Lest the social media age numbs us to glimpses into others’ lives, humans have always had a healthy interest in each other. Before we made careers of sharing the best moments of ourselves, it was basic curiosity that led to eavesdropping, peeking through fences, and making up stories for those we saw but didn’t know. Could it be that as our expectation of privacy has decreased, through staging and over-sharing, reviewing and comparing online, we have lost our desire, perhaps even our ability, to simply study humanity?
I had this in mind when I met Adán De La Garza in a coffee shop several months ago, where he was to share with me his small batch zine, Lurkin Hard. Adán is a professor and an artist of different mediums; and when it came to his own theories and discoveries via his zine, the conversation did not disappoint.
Even down to the dreamy, drippy appeal of the images. “Instagram has sort of changed the romantic aesthetic,” he said.
But back up. Here’s the story of Lurkin Hard. It started with some thrifting with a friend. There was a camera with undeveloped film at the shop. That age-old curiosity kicked in, and Adán bit. In fact, he was so drawn to the idea that he bought up bags and bags of film that he found in various second-hand stores. He had a student develop the film, describing their findings as, “Oddly precious.”
What gave Adán the idea for the zine? “I came up punk rock, skater--this felt like a natural outlet. Something is lost if you do it digitally. It’s nice to have a collection, and a zine felt more intentional.”
What it all came down to were the stories created from this disassociated look at people. “The conversations that emerge are great. On a website that feels too jumbled. And the project is about objects--the found film. So it made sense to create something physical.”

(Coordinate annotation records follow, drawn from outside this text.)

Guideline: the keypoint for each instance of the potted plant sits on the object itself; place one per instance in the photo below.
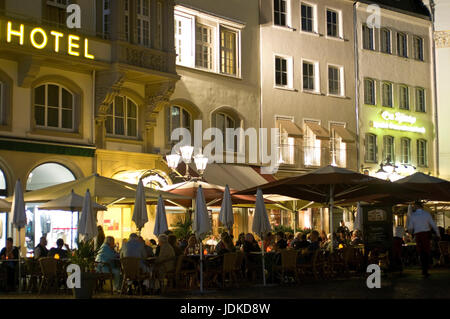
(84, 257)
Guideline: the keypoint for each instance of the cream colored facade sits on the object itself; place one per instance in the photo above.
(397, 72)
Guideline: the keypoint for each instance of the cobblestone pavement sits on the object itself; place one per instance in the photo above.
(409, 285)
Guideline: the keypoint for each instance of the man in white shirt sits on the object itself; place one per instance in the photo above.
(420, 225)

Discussion over the zine led to odd connections that came from the photographs—a co-worker who had a class with the young boy taking vintage-versions of selfies; the party-goer who recognized a photo the host had hung ironically as something from his childhood home.
“I think part of what’s interesting is that these images aren’t indicative of neglect--they’re light, pictures of life. So much of it is relatable. It’s almost manipulated happiness,” Adán said. “But they had to wind up in a thrift store because of some version of forgetfulness or non-importance. And in some ways, I don’t want to know. We prefer the mystery because the reality can be really dark.”

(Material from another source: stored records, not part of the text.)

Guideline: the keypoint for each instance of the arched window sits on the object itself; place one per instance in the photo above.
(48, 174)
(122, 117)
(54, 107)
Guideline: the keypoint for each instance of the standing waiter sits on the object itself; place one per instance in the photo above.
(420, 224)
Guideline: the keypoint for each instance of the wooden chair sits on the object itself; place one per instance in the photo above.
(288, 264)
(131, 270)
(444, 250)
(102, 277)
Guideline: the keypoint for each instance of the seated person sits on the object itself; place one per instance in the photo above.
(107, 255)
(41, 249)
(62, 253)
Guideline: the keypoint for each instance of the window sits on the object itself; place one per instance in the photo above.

Collectively, Adán said that the project wasn’t so much about many stories, as one story. He pulls the images together in a way that allows the viewer to draw their own conclusions, create their own narratives.
“It’s how it relates to your own history,” he said.
What I walked away with, tucking the zines under my arm, was a mystery I could hold. With it in my hands, my imagination woke up, and I wondered about these people who would almost certainly always be strangers to me. But in that wondering, I was closer to them somehow, a broader look at life than what fits into a square tile on my phone.